This suit is for infringement of claims 5, 6. 7, and 8 of letters patent of the United States, No. 667,916, issued February 12, 1901, to the complainant, on the invention of Eugene R. Leighton, for a new and useful improvement in couch-beds. The same claims of the patent have already been before this court in Merrimac Mattress Manufacturing Company v. Brown, 122 Fed. 87. In that case there was no argument by the defendant, but the court made a full examination of the matter brought before it in the record, and decided, upon a careful examination of the specification and claims, that there was sufficient in them to constitute invention. Anticipation was the leading defense upon which testimony was offered, but the testimony on this point was vague and unsatisfactory, and was not persuasive to the court. The claims now at issue are as follows:
“(5) An interconvertible couch-bed, comprising two complete interlocking laterally sliding sections, each having all of its parts, including the mattress support, permanently connected, the sections being relatively constructed, and arranged to permit their separation into two independent beds without dismantling either of them.
*65“(6) An interconvertible couch-bed, comprising two complete, interlocking sections, adapted to be nested one within the other, each section having sidebars, end-bars and legs, all permanently connected together, and each section being separable from the other into an independent bed.
“(7) An interconvertible couch-bed, comprising two complete, independent metallic beds, adapted to be arranged in interlocking relation with the legs of one bed between the side-bars of the other bed, and the end-bars of the first-mentioned bed above the side-bars of the second-mentioned bed, all without disconnecting any of the parts of either of said beds.

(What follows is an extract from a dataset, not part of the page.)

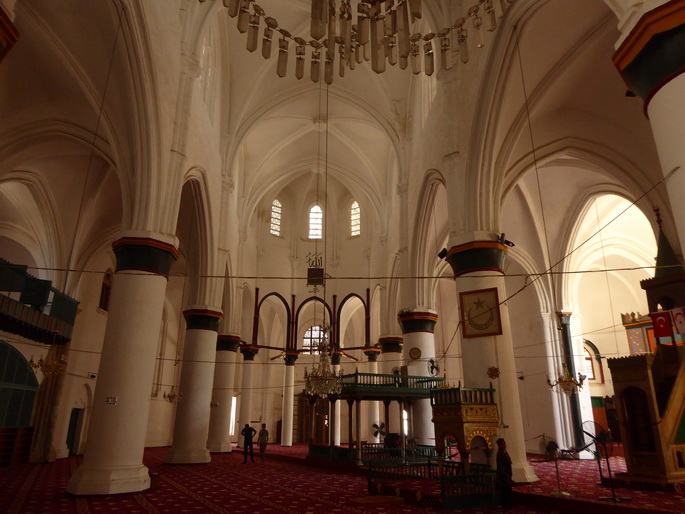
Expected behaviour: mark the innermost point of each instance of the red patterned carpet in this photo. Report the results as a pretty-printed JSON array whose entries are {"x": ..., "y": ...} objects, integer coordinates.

“(8) An interconvertible couch-bed, comprising two complete, independent beds, each having side-bars, legs, end-bars and a mattress stretched between said end-bars, all of said parts being permanently connected together, said beds being adapted to be arranged in telescoping interlocking relation, witn the legs and the end-bars of one bed located respectively between the sidebars and the side-bar and the mattress of the other bed, whereby one bed may be moved laterally a limited distance relatively to the other bed, or may be completely separated therefrom, without dismantling any of the parts of either.”

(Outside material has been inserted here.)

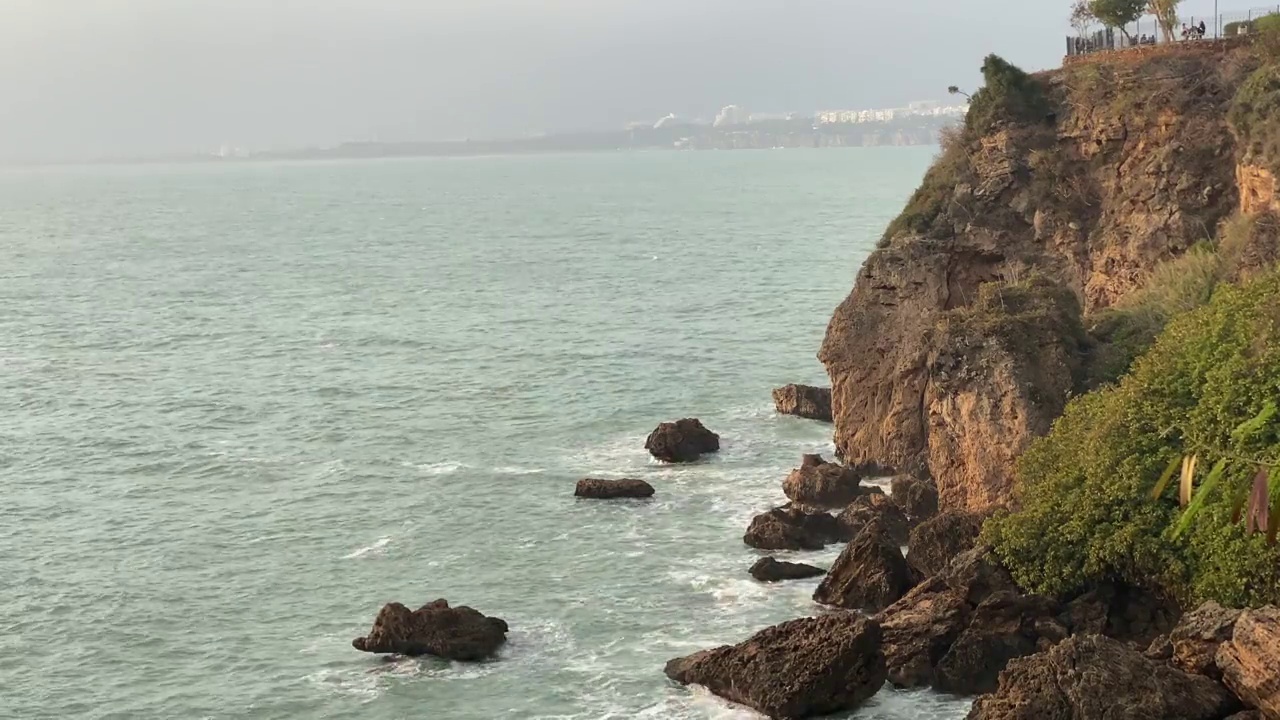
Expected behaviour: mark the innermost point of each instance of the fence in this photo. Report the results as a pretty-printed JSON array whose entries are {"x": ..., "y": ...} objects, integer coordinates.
[{"x": 1147, "y": 31}]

The object of the invention is shown by the specification to be:
“To provide an article which can be converted from a bed to a couch, and vice versa, without the employment of operating mechanism, or other powei’transmitting devices, whereby said article may be greatly simplified in construction.”
The inventor further describes his invention as follows:
“Referring to the drawings, it will be seen that the couch-beds are constructed in two sections, one of which telescopes within the other, and I shall refer to them as the ‘main section,’ and the ‘sliding section,’ respectively. * * * As thus far described, the main frame is capable of use by itself without the addition of the sliding frame. The sliding frame is also capable of use by itself, and it may be disconnected from the main frame. * * * By tilting the inner sides of the two sections, the sections may be separated without dismantling either of them; being each a complete bed without further additions. This is a-new feature with me, for, as far as I am aware, I am the first to have provided an interconvertible couch-bed comprising two interlocking nesting sections, which may be separated without dismantling either of them; and each of which, when separated, forms an independent bed. * * * From this description, it will be seen that the article described may be converted from a bed to a couch, and vice versa, by simply moving the sliding section laterally; and, as each section is supported independently of the other, little or no effort is required to move the sliding section upon its own casters. One of the wire mattresses is on a plane a little below the other, but the hair or cotton mattress which is placed upon them may be thicker upon one side than the other, to compensate for the difference in height of the two spring mattresses.”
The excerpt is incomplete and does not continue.